How to Optimize Rank Data in MySQLby Baron Schwartz
Imagine a site that keeps track of gamers' scores in computer games and displays gamers in "leaderboards" ordered by decreasing score. The site is written in PHP and the backend is a MySQL 5 database server. Because the data changes frequently, the server uses the InnoDB storage engine.
This scenario occurs often in applications that need to rank and paginate data by some criterion such as popularity, score, or recency. Forums are a good example, as are hot lists on social bookmarking sites.
Because the example gaming site has millions of users, the leaderboards use pagination. This means they require a combination of ranking and limits with offets. This is a common requirement, and it's hard to optimize. The obvious queries will probably not perform well under heavy load or high concurrency, and don't scale with increasing data size. The ranking information will either be expensive to generate or expensive to maintain.
I've found three possible solutions. The obvious design performs badly, but there is a better way.
I think these designs are appropriate for a mid-sized site, which is big enough that you can't use a single MySQL server without optimization, but not so big that it requires massive clustering or horizontal scaling. My goal is to show how you can design ranking applications to get more out of your existing systems.
Before I start, I need to explain the site in more detail. It keeps scores for 10,000 gamers. The gamers collectively play 10 games in 5 countries. Pretend every gamer plays every game, so the site keeps 100,000 score records. I'm intentionally making this small so you can run the queries on an average computer.
The site's most important pages are the leaderboards. They display gamers in descending order of rank by various criteria such as country, game, and overall. For example, gamer 1010 lives in country 2 and plays game 1. She is ranked 51st in game 1 in her country, 290th in game 1 in the world, and 1,867th overall in the world.
Each leaderboard shows twenty gamers per page. Suppose you click on the link that leads from gamer 1010's profile to her leaderboard page in game 1. There are 50 gamers in her country with an equal or higher score in game 1, so you see page 3 in the leaderboard, and she is 11th on the page.
Here's a script that will create tables and populate them with quasi-random data for the rest of this article. I've given a seed to all calls to
RAND(), so if you run this script, you will get the same data I am using.
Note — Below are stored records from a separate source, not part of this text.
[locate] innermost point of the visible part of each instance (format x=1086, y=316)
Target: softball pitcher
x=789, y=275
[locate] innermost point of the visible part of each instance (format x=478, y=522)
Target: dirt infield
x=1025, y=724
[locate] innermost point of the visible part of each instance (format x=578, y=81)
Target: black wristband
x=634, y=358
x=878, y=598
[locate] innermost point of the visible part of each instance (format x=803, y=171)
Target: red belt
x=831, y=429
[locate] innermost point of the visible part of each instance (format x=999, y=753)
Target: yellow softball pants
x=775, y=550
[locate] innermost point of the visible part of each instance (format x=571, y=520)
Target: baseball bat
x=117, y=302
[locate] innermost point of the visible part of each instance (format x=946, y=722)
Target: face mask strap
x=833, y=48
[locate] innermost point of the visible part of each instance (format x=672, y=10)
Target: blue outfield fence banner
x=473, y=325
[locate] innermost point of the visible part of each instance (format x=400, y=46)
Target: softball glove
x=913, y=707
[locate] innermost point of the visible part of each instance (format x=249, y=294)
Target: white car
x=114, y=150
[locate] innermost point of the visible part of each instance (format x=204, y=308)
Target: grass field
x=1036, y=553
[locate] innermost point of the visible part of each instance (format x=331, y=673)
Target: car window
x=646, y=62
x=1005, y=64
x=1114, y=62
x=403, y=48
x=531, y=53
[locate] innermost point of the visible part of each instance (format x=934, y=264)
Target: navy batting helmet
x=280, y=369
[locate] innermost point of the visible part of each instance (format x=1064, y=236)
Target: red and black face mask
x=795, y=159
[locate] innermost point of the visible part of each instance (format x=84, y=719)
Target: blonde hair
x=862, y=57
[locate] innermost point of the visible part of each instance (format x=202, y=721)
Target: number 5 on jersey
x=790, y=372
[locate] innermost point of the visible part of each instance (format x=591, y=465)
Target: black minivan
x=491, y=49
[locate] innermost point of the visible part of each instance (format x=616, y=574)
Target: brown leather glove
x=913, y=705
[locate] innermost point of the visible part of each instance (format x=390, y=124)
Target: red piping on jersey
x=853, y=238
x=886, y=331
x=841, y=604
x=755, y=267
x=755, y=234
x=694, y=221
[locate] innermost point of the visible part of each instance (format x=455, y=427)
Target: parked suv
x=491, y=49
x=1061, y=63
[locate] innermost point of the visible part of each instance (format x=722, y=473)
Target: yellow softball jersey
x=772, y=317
This script will generate 100,000 rows and takes several minutes to run on my desktop machine.
set @num_gamers := 10000, @num_countries := 5, @num_games := 10; drop table if exists gamer; drop table if exists game; drop table if exists country; drop table if exists score; drop table if exists semaphore; create table semaphore(i int not null primary key); insert into semaphore(i) values (0); create table gamer( gamer int not null, country int not null, name varchar(20) not null, primary key(gamer) ) engine=InnoDB; create table game( game int not null, name varchar(20) not null, primary key(game) ) engine=InnoDB; create table score( gamer int not null, game int not null, score int not null, primary key(gamer, game), index(game, score), index(score) ) engine=InnoDB; create table country( country int not null, name varchar(20) not null, primary key(country) ) engine=InnoDB; -- I use the integers table to generate large result sets. drop table if exists integers; create table integers(i int not null primary key); insert into integers(i) values(0),(1),(2),(3),(4),(5),(6),(7),(8),(9); insert into country(country, name) select t.i * 10 + u.i, concat('country', t.i * 10 + u.i) from integers as u cross join integers as t where t.i * 10 + u.i < @num_countries; insert into game(game, name) select t.i * 10 + u.i, concat('game', t.i * 10 + u.i) from integers as u cross join integers as t where t.i * 10 + u.i < @num_games; insert into gamer(gamer, name, country) select th.i * 1000 + h.i * 100 + t.i * 10 + u.i, concat('gamer', th.i * 1000 + h.i * 100 + t.i * 10 + u.i), floor(rand(0) * @num_countries) from integers as u cross join integers as t cross join integers as h cross join integers as th; insert into score(gamer, game, score) select gamer.gamer, game.game, floor(rand(0) * @num_gamers * 10) from gamer cross join game;